Anne M Mills, Sofia Liou, Christina S Kong, Teri A Longacre. Stanford University, CA
Background: Endometrial carcinoma is one of the most common malignancies seen in Lynch Syndrome (LS). Recently, the prevalence of LS has been noted to be much higher (29%) in patients with endometrial tumors localized to the lower uterine segment (LUS) when compared to the general endometrial cancer population (1.8%) (Westin et al, J Clin Oncol, 2008). In this location, distinction from endocervical primary may be difficult, particularly when atypical morphology is present, immunohistochemical stains are inconclusive, and evidence of HPV-infection is lacking. While clinical studies do not suggest an association between LS and endocervical carcinomas, mismatch repair protein (MMR) testing has not been performed in large numbers of these tumors. In this study, we examined expression of MMR proteins in endocervical adenocarcinomas and problematic LUS tumors of uncertain origin. In addition, we focused on cases of minimal deviation adenocarcinomas (adenoma malignum) which may present diagnostic difficulties due to their HPV-negative status and unconventional morphologies.
Design: Expression of MMR proteins (MSH2, MSH6, MLH1, PM2) was assessed on a tissue microarray containing 33 endocervical adenocarcinomas and 36 problematic LUS cases. The endocervical adenocarcinomas consisted of 20 invasive and 13 in situ cases. Problematic LUS cases consisted of uterine tumors for which a site of origin could not be assigned due to discordance among radiographic, gross, and morphologic findings. Representative whole slides from 10 cases of minimal deviation adenocarcinoma were also stained with all 4 MMR proteins
Results: All 33 endocervical adenocarcinomas and all 10 minimal deviation adenocarcinomas demonstrated intact expression of the 4 MMR proteins.
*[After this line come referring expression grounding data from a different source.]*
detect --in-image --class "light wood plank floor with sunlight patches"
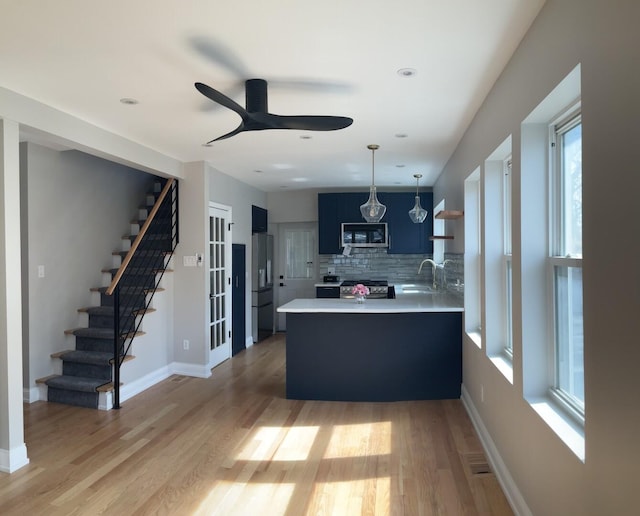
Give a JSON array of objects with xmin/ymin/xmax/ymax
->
[{"xmin": 0, "ymin": 336, "xmax": 512, "ymax": 516}]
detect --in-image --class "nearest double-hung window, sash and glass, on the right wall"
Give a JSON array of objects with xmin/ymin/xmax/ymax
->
[{"xmin": 549, "ymin": 111, "xmax": 584, "ymax": 418}]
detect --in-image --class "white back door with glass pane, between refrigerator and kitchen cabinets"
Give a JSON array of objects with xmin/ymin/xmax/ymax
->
[{"xmin": 277, "ymin": 222, "xmax": 318, "ymax": 331}]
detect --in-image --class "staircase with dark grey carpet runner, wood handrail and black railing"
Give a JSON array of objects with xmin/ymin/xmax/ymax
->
[{"xmin": 36, "ymin": 180, "xmax": 178, "ymax": 409}]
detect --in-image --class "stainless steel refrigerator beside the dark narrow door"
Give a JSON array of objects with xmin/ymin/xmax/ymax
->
[{"xmin": 251, "ymin": 233, "xmax": 274, "ymax": 342}]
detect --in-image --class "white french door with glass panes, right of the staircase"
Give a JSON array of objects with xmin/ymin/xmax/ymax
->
[{"xmin": 208, "ymin": 204, "xmax": 231, "ymax": 367}]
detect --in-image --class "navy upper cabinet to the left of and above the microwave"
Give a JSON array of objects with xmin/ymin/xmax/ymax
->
[{"xmin": 318, "ymin": 192, "xmax": 369, "ymax": 254}]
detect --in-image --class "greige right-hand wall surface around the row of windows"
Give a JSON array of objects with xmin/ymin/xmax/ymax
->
[{"xmin": 434, "ymin": 0, "xmax": 640, "ymax": 516}]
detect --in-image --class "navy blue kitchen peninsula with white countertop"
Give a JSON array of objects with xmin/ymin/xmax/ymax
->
[{"xmin": 278, "ymin": 293, "xmax": 463, "ymax": 401}]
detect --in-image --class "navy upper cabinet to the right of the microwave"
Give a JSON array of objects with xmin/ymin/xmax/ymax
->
[{"xmin": 378, "ymin": 192, "xmax": 433, "ymax": 254}]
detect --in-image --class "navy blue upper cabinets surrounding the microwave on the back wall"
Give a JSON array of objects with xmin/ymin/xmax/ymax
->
[{"xmin": 318, "ymin": 192, "xmax": 433, "ymax": 254}]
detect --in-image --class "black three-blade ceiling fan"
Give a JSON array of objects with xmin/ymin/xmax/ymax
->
[{"xmin": 195, "ymin": 79, "xmax": 353, "ymax": 144}]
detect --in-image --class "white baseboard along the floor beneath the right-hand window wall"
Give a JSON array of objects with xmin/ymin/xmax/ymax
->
[{"xmin": 460, "ymin": 385, "xmax": 533, "ymax": 516}]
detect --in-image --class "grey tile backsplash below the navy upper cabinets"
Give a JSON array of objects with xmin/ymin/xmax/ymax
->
[{"xmin": 320, "ymin": 251, "xmax": 464, "ymax": 291}]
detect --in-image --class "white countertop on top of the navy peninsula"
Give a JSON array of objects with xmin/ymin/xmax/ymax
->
[{"xmin": 277, "ymin": 293, "xmax": 464, "ymax": 314}]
A single problematic LUS case showed loss of MSH2 and MSH6. Although this tumor was clinically thought to represent an endocervical primary based on its location in the cervix and lower uterine segment, the tumor's immunohistochemical profile (p16 negative, vimentin negative, hormone receptor positive) was more compatible with endometrial origin.
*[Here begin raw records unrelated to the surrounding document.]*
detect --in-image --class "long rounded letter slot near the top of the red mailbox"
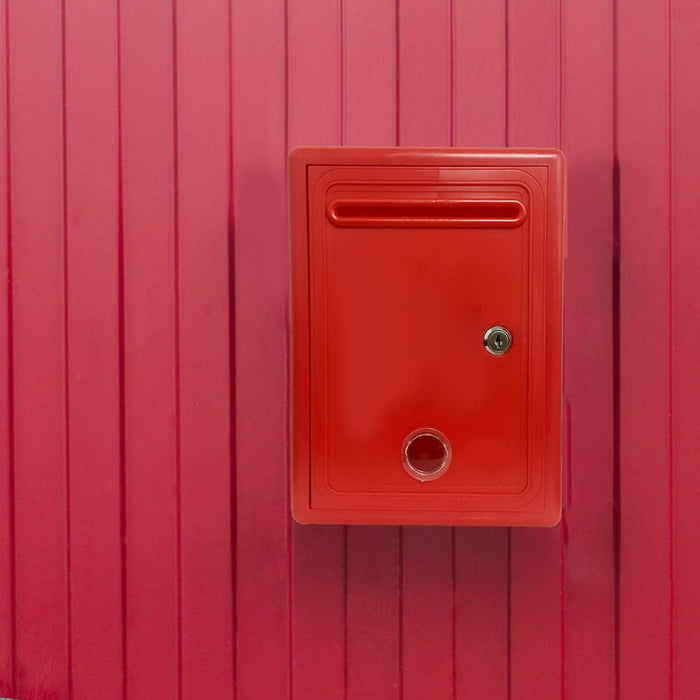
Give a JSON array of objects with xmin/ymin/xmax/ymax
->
[{"xmin": 328, "ymin": 199, "xmax": 527, "ymax": 228}]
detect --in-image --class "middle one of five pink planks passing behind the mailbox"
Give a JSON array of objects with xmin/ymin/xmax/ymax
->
[{"xmin": 397, "ymin": 0, "xmax": 454, "ymax": 699}]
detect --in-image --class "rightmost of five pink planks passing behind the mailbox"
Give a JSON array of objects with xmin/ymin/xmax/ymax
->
[{"xmin": 507, "ymin": 0, "xmax": 563, "ymax": 698}]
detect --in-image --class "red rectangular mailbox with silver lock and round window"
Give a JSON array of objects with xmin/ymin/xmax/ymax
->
[{"xmin": 289, "ymin": 148, "xmax": 564, "ymax": 526}]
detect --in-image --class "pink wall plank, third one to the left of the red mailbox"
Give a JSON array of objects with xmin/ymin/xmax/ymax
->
[{"xmin": 121, "ymin": 0, "xmax": 180, "ymax": 700}]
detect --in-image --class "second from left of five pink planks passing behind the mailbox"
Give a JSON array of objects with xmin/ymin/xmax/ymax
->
[{"xmin": 345, "ymin": 0, "xmax": 402, "ymax": 700}]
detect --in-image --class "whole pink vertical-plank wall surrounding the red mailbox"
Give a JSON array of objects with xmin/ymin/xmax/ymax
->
[{"xmin": 0, "ymin": 0, "xmax": 700, "ymax": 700}]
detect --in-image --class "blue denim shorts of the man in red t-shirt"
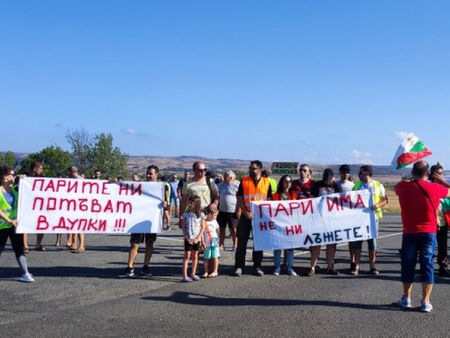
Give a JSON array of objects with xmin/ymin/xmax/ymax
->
[{"xmin": 401, "ymin": 232, "xmax": 436, "ymax": 283}]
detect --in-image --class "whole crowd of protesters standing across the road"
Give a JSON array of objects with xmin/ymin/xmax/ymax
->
[{"xmin": 0, "ymin": 161, "xmax": 450, "ymax": 312}]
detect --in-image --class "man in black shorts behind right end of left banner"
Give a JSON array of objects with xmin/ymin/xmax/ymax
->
[{"xmin": 119, "ymin": 165, "xmax": 168, "ymax": 278}]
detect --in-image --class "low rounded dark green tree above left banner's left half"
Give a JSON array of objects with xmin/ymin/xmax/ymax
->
[{"xmin": 20, "ymin": 146, "xmax": 72, "ymax": 177}]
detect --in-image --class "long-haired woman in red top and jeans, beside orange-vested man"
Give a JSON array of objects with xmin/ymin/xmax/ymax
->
[{"xmin": 272, "ymin": 175, "xmax": 297, "ymax": 276}]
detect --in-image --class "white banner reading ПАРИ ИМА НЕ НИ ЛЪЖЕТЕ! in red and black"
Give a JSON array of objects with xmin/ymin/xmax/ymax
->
[{"xmin": 250, "ymin": 189, "xmax": 377, "ymax": 250}]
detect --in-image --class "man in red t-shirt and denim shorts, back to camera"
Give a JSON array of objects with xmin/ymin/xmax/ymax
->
[{"xmin": 395, "ymin": 161, "xmax": 450, "ymax": 312}]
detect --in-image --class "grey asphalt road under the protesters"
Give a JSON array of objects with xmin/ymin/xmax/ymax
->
[{"xmin": 0, "ymin": 215, "xmax": 450, "ymax": 337}]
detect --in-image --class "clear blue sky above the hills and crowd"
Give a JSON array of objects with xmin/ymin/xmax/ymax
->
[{"xmin": 0, "ymin": 0, "xmax": 450, "ymax": 167}]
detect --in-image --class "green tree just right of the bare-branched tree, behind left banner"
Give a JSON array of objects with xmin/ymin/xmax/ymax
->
[{"xmin": 89, "ymin": 133, "xmax": 128, "ymax": 178}]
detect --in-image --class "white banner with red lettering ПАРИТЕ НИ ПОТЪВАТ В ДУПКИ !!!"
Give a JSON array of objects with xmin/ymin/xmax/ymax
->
[{"xmin": 17, "ymin": 177, "xmax": 164, "ymax": 234}]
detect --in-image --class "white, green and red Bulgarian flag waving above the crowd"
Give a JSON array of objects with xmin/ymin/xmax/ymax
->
[{"xmin": 392, "ymin": 133, "xmax": 431, "ymax": 169}]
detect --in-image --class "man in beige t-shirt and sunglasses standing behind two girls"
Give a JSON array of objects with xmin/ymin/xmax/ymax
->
[{"xmin": 178, "ymin": 162, "xmax": 219, "ymax": 229}]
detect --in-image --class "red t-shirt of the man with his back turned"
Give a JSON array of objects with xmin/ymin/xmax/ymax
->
[{"xmin": 395, "ymin": 181, "xmax": 448, "ymax": 234}]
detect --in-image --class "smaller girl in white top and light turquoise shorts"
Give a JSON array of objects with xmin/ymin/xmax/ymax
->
[{"xmin": 202, "ymin": 207, "xmax": 220, "ymax": 278}]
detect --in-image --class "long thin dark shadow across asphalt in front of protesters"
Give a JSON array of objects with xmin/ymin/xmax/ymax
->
[{"xmin": 142, "ymin": 291, "xmax": 402, "ymax": 311}]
Conclusions: Conventional endocervical adenocarcinomas and minimal deviation adenocarcinomas do not exhibit MMR protein deficiency by immunohistochemistry, indicating that these mismatch repair genes are intact in these tumors. These findings suggest that endocervical adenocarcinoma is almost certainly not a feature of LS and that loss of MMR proteins in a LUS tumor argues strongly against endocervical origin.